I’m finding that as a parent, I am pretty much thinking and doing everything I said I wouldn’t. We all think we know what we’re talking about when we’re childless. We think we know the right ways to discipline, the right ways to love and encourage, the right ways to ensure we do so much better than our parents ever did. What a laugh. Parent-me wants to reach back into the past and slap Childless-me into next week.

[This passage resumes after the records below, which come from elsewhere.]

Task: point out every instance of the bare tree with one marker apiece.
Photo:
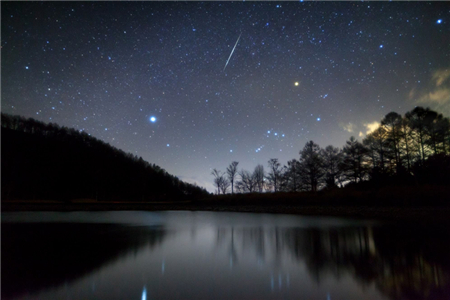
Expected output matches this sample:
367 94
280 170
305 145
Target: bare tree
259 175
311 166
293 176
332 158
274 175
392 123
224 184
247 182
354 163
218 179
232 172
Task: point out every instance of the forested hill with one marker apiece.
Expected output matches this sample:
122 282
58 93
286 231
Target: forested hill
48 162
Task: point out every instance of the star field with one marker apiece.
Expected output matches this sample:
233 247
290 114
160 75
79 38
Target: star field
151 78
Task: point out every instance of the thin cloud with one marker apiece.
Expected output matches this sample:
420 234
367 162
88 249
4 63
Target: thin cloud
438 94
350 127
371 127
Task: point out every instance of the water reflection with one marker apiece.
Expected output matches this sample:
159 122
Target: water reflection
225 256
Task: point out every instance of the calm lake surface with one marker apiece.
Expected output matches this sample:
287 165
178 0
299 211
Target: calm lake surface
219 255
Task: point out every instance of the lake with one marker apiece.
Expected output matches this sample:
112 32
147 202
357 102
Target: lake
219 255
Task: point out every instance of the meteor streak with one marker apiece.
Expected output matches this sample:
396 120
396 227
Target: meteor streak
232 52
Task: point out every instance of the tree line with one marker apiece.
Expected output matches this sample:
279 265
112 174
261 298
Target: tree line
49 162
408 149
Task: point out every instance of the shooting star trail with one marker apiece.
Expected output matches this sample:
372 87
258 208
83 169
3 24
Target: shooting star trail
232 52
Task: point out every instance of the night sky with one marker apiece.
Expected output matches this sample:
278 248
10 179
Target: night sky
152 78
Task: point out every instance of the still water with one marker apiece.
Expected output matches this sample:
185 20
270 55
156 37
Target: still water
219 255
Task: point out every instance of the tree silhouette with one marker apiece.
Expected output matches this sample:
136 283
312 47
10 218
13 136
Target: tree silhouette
332 158
232 173
354 161
311 163
275 174
247 182
218 179
392 123
292 174
259 175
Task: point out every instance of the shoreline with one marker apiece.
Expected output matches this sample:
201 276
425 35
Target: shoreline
393 213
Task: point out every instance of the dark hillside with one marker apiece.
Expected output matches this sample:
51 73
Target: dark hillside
47 162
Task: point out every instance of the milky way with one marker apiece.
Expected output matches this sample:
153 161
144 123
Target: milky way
149 78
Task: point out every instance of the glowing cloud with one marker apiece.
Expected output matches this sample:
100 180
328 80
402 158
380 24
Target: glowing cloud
371 127
349 127
438 95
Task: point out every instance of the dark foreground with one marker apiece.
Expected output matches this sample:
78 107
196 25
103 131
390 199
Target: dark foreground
220 255
411 213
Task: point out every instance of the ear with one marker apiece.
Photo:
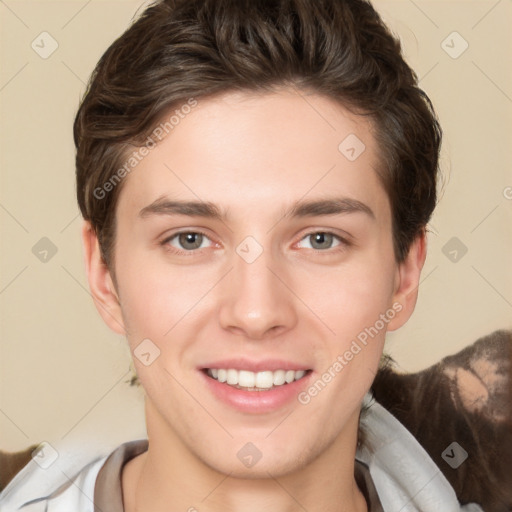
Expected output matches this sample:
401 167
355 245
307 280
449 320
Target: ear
102 288
407 281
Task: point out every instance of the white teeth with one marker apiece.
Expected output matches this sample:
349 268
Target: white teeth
246 379
290 376
264 380
255 380
279 377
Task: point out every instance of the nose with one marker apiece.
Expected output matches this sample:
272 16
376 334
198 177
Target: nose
256 301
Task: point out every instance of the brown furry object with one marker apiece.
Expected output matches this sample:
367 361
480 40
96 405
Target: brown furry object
466 398
11 463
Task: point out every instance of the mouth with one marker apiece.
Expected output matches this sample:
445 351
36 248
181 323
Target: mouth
255 381
256 392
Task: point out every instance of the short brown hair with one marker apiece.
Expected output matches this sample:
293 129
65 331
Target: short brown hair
182 49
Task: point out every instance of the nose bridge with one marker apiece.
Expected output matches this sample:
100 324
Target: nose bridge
255 300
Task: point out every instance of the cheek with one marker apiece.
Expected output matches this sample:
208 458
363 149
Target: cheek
348 297
156 297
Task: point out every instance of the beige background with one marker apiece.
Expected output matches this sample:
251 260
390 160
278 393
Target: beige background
64 375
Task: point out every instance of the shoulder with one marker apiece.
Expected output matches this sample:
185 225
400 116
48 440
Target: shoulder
60 475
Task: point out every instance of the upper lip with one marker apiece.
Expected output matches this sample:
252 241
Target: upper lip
255 366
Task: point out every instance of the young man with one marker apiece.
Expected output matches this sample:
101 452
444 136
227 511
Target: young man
256 178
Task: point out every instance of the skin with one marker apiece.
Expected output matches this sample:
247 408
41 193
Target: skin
254 156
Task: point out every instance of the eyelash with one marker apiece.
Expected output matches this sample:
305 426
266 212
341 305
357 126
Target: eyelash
344 243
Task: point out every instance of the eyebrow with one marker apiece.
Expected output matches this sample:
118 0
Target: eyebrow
310 208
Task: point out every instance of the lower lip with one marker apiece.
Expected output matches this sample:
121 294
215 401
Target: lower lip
257 402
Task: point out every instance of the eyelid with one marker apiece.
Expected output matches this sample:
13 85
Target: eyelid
176 250
345 240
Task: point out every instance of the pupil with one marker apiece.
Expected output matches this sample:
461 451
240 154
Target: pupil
191 240
322 239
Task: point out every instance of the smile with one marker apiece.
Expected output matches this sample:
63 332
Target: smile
255 381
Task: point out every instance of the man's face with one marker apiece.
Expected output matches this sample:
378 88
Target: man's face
262 288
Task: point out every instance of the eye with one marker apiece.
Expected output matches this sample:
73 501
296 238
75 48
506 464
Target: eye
321 240
187 241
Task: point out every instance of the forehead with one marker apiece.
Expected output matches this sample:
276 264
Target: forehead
256 151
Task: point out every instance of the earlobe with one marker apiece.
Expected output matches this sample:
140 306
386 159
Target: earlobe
407 281
101 285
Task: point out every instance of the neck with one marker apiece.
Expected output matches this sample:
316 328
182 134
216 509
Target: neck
169 477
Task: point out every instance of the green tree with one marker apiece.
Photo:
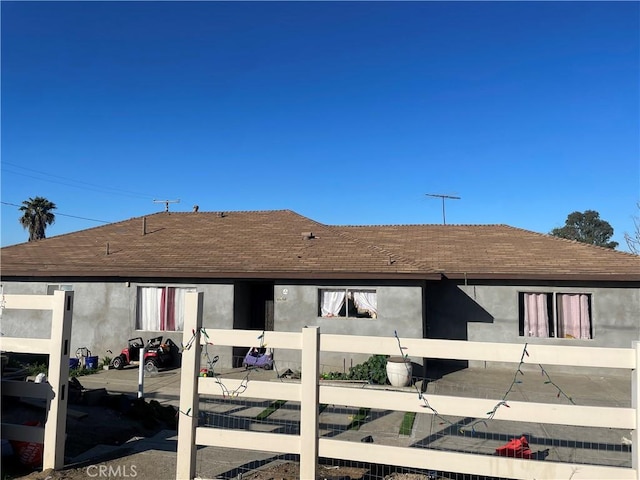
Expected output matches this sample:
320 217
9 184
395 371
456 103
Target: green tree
633 239
586 227
37 215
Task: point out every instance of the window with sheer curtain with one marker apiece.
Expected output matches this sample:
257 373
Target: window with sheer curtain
161 308
348 303
563 315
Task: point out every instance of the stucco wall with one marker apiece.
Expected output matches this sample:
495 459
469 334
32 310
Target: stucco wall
104 314
615 315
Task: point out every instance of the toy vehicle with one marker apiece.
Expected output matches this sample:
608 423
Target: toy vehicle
258 357
157 354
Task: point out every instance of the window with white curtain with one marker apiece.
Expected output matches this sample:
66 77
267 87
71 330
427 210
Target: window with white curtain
561 315
55 287
161 308
348 303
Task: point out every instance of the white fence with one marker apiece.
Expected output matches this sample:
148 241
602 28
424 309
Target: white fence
309 445
54 391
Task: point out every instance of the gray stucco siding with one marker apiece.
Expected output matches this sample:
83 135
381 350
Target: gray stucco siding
615 315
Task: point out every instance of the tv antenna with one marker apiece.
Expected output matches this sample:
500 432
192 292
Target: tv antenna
166 203
438 195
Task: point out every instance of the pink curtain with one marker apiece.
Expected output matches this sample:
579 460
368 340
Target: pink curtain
171 309
536 315
573 316
331 302
163 309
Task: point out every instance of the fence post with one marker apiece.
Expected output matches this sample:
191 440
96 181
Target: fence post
56 424
189 400
635 404
309 398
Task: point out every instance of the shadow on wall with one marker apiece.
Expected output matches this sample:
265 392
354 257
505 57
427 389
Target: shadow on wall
449 311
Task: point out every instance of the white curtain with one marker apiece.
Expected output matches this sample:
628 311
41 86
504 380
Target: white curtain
573 316
151 308
331 302
179 306
366 302
536 316
149 305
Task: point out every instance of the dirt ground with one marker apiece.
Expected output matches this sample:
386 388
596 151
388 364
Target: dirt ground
111 420
115 419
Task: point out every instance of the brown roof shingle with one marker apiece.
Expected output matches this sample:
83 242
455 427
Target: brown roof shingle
270 244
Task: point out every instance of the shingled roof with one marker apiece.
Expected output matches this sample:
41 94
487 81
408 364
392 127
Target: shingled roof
284 244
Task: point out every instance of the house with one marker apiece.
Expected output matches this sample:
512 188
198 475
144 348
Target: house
278 270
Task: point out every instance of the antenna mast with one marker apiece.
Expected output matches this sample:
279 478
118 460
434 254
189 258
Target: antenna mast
166 203
444 221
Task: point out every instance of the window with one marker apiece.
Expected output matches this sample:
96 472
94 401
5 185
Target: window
53 288
161 308
348 303
563 315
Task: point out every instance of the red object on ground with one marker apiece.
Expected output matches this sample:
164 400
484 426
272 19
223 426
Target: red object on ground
515 448
29 453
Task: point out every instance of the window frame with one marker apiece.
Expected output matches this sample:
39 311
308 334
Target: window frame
553 312
54 287
348 304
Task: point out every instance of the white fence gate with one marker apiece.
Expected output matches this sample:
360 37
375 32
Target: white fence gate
54 391
309 445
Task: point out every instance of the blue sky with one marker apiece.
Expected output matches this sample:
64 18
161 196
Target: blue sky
345 112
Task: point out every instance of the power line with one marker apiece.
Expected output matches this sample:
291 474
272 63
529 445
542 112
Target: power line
71 182
63 214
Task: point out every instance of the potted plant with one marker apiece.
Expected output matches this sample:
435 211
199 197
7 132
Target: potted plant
399 370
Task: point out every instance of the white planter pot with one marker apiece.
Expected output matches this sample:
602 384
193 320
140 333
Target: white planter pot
399 371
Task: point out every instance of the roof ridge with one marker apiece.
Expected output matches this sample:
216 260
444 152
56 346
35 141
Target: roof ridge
573 242
383 250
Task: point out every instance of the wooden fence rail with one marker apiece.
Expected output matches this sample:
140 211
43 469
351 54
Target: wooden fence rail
55 389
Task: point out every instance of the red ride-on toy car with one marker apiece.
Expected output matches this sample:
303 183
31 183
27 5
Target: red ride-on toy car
158 354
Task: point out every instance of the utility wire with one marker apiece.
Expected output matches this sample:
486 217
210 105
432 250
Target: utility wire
62 214
71 182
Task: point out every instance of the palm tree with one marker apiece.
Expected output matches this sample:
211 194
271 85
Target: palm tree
37 216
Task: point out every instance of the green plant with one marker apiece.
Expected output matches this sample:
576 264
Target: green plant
269 410
34 369
406 427
374 370
333 376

Two of the beliefs I always had were that participation awards and wrapping your kids in bubble wrap were both completely ridiculous notions. Kids need to learn the difference between winning and losing, they need to know that you’re not always going to win in life, so why should you always win on the field? Kids need to learn to work hard to achieve awards and trophies and recognition. False, false, false. Kids, especially young kids, need encouragement. They need to know that whatever their best is, it is good enough. They need to know that just participating is winning. That is true in sports, in school, and in LIFE. And damnit, yes, if my son is part of a pass-the-parcel game at a birthday party, there better be a little prize for every kid playing! There is plenty of time for a 5 year old to learn he or she won’t always win. There is plenty of time for them to learn that the more you put in the more you get out of something. It is amazing what a difference a little stamp or sticker will make to a 5 year old. My son was upset because he didn’t get a certificate at gymnastics. We explained that those kids had graduated to the next level and that if he worked hard enough, he would one day too. The following week he got 3 star stamps in his record book and it made all the difference in the world. Kids just want some acknowledgement that they are doing a good job. And I think if they are there, and they are participating, they’re doing a fantastic job!
I’m not saying kids don’t need to learn these lessons. I just don’t think they need to learn them so young. But don’t ask me what age I think they’re old enough to start learning the lesson of losing. My ideal will probably change every year, and always be at least one year older than what my son is.
I also know I’ve heard in the past about parents who want monkey bars removed from playgrounds because they’re dangerous and I’ve thought, “What morons.” Then last week my son did a handstand and fell into a somersault in the playground at school and about gave me a heart attack. The ground at school is much harder than the nice, plush, springy floor mats at gymnastics. What if he had broken his neck!? Yes, this is how I think. I do sometimes wish I could wrap my son in bubble wrap and make sure nothing happens to him. He’s the only have I have! Not to say that parents with more than one child have spares so can not worry whether or not their kid breaks their neck…oh you know what I mean!
In any case, I am here to confess, I have been a Childless Parenter. I thought I knew what was best for kids before I had him. I thought I knew what to do, before I had him. Now that I have him, I may not still have it all right, but I will certainly try to figure it out as I go. Which I guess is all any of us can do.